Substituting the value of\({x_0} = 1000\)in the regression equation, the predicted value is obtained as follows:

\(\begin{aligned}{c}\hat y &= 27.62835082 + 0.05227222x\\ &= 27.62835082 + 0.05227222\left( {1000} \right)\\ &= 79.90057\end{aligned}\)

The following formula is used to compute the level of significance

\(\begin{aligned}{c}{\rm{Confidence}}\;{\rm{Level}} &= 90\% \\100\left( {1 - \alpha } \right) &= 90\\1 - \alpha &= 0.90\\ &= 0.10\end{aligned}\)

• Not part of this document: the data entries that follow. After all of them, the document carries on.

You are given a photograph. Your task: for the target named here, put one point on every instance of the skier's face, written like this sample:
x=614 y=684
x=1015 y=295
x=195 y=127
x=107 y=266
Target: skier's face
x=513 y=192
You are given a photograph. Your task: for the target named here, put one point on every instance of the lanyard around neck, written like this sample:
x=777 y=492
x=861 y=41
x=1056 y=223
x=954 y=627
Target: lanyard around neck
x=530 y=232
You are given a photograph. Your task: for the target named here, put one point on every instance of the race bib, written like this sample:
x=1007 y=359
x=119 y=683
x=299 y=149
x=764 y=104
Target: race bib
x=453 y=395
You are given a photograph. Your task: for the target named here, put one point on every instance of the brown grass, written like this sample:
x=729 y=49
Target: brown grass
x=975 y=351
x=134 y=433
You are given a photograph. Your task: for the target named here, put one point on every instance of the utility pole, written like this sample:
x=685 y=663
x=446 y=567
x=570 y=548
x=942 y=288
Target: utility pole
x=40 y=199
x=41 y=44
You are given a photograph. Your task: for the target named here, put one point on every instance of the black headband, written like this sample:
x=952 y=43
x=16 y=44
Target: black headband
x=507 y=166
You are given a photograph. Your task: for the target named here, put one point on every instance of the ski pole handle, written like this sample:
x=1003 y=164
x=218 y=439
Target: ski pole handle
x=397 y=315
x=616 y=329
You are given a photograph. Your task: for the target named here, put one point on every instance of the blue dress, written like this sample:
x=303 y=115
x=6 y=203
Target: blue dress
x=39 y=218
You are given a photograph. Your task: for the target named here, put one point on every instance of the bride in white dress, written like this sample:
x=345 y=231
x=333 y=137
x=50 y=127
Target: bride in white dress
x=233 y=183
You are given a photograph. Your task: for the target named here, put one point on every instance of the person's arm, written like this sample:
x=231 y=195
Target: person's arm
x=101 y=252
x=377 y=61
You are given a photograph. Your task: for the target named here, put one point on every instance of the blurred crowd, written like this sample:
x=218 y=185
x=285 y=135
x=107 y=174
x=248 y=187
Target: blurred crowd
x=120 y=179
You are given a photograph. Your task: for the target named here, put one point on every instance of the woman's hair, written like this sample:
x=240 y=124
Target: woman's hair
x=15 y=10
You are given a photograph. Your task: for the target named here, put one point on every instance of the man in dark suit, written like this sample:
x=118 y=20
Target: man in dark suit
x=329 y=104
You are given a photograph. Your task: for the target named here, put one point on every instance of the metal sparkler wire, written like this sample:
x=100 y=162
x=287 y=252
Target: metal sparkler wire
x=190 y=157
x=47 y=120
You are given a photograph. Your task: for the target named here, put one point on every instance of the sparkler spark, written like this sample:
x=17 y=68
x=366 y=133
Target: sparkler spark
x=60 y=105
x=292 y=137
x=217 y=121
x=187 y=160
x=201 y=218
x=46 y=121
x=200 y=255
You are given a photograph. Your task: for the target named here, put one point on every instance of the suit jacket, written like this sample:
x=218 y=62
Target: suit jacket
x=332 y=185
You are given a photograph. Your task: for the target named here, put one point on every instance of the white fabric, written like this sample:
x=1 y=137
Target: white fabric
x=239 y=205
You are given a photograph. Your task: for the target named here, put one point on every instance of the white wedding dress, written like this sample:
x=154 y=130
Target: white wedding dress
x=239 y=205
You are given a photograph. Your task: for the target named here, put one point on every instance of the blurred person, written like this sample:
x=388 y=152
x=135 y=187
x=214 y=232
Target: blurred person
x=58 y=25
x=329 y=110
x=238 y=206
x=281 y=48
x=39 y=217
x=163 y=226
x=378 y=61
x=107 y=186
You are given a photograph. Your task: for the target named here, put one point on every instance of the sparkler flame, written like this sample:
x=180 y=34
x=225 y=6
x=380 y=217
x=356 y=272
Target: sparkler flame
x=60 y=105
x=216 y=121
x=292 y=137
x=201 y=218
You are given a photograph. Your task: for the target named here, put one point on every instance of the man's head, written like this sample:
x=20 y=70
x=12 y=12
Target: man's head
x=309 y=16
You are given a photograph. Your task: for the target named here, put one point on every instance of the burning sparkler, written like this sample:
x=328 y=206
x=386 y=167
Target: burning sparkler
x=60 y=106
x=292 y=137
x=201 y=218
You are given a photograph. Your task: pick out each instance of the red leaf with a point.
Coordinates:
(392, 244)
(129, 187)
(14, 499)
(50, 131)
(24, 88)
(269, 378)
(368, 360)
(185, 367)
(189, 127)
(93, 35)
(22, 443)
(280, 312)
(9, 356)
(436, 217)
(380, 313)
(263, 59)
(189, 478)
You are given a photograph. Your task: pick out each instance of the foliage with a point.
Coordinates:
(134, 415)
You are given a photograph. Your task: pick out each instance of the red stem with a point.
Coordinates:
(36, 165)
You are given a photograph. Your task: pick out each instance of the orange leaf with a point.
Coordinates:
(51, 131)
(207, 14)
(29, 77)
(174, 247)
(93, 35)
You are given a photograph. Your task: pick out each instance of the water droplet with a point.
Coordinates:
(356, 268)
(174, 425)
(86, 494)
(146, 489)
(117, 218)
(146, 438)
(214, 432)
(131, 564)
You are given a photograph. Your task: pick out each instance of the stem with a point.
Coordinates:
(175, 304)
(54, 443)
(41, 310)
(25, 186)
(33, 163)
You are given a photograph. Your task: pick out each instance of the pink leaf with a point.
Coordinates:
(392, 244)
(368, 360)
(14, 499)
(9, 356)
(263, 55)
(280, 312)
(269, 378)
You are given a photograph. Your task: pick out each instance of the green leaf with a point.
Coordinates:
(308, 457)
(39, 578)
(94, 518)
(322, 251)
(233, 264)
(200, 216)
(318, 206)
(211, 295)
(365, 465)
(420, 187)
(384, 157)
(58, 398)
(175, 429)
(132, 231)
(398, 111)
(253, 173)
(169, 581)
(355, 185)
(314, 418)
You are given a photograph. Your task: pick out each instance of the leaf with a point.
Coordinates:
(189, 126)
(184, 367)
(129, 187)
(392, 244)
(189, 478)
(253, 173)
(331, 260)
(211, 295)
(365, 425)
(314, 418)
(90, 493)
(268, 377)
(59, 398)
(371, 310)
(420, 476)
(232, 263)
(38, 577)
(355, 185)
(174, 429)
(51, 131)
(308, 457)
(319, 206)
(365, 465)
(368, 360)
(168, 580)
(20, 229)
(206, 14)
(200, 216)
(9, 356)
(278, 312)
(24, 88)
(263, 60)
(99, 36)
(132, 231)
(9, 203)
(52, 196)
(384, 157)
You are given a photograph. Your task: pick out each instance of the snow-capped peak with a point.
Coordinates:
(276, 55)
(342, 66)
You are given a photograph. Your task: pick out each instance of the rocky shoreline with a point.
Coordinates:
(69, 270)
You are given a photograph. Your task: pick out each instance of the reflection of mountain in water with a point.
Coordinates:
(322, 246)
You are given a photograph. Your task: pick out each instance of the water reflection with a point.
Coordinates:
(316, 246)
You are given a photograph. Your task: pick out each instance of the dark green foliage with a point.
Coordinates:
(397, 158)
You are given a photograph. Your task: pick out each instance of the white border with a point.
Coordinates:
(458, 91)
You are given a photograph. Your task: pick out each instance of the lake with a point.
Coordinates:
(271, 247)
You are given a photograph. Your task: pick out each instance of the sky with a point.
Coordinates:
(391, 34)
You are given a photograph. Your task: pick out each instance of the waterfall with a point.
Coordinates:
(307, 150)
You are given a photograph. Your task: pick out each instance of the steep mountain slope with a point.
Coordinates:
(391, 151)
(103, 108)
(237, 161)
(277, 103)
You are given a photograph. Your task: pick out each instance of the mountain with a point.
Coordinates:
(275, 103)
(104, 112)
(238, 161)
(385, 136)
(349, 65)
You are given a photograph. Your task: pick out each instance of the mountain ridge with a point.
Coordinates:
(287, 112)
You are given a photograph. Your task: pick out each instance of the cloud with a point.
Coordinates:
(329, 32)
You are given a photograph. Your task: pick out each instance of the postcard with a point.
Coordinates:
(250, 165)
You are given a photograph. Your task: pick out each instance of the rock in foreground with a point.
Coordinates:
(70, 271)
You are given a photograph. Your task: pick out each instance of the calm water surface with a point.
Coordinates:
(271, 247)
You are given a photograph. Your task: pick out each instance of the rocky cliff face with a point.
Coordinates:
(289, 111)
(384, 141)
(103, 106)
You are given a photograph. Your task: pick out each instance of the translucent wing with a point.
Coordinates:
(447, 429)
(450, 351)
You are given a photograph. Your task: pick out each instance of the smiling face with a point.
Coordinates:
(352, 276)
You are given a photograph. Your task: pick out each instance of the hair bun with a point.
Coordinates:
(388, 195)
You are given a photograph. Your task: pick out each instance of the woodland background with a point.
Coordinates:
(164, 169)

The degrees of freedom for computing the value of the t-multiplier are shown below:

\(\begin{aligned}{c}df &= n - 2\\ &= 8 - 2\\ &= 6\end{aligned}\)

The value of the t-multiplier for level of significance equal to 0.10 and degrees of freedom equal to 6 is equal to 1.9432.

The value of the standard error of the estimate is computed below:

\(\begin{array}{c}{s_e} = \sqrt {\frac{{\sum {{{\left( {y - \hat y} \right)}^2}} }}{{n - 2}}} \\ = \sqrt {\frac{{109.3722}}{{8 - 2}}} \\ = 4.269508\end{array}\)

The value of\(\bar x\)is computed as follows:

\(\begin{aligned}{c}\bar x &= \frac{{\sum x }}{n}\\ &= \frac{{8130}}{8}\\ &= 1016.25\end{aligned}\)

Substitute the values obtained above to calculate the value of margin of error (E) as shown:

\(\begin{aligned}{c}E &= {t_{\frac{\alpha }{2}}}{s_e}\sqrt {1 + \frac{1}{n} + \frac{{n{{\left( {{x_0} - \bar x} \right)}^2}}}{{n\left( {\sum {{x^2}} } \right) - {{\left( {\sum x } \right)}^2}}}} \\ &= \left( {1.9432} \right)\left( {4.269508} \right)\sqrt {1 + \frac{1}{8} + \frac{{8{{\left( {1000 - 1016.25} \right)}^2}}}{{8\left( {8391204} \right) - {{\left( {8130} \right)}^2}}}} \\ &= 8.807772\end{aligned}\)

Thus, the prediction interval becomes:

\(\begin{aligned}{c}PI &= \left( {\hat y - E,\hat y + E} \right)\\ &= \left( {79.90057 - 8.807772,79.90057 + 8.807772} \right)\\ &= \left( {71.0928,88.7083} \right)\\ \approx \left( {71.09,88.71} \right)\end{aligned}\)

Therefore, the 90% prediction interval for the temperature for the given value of number of chirps in 1 min equal to 1000 is (71.09, 88.71).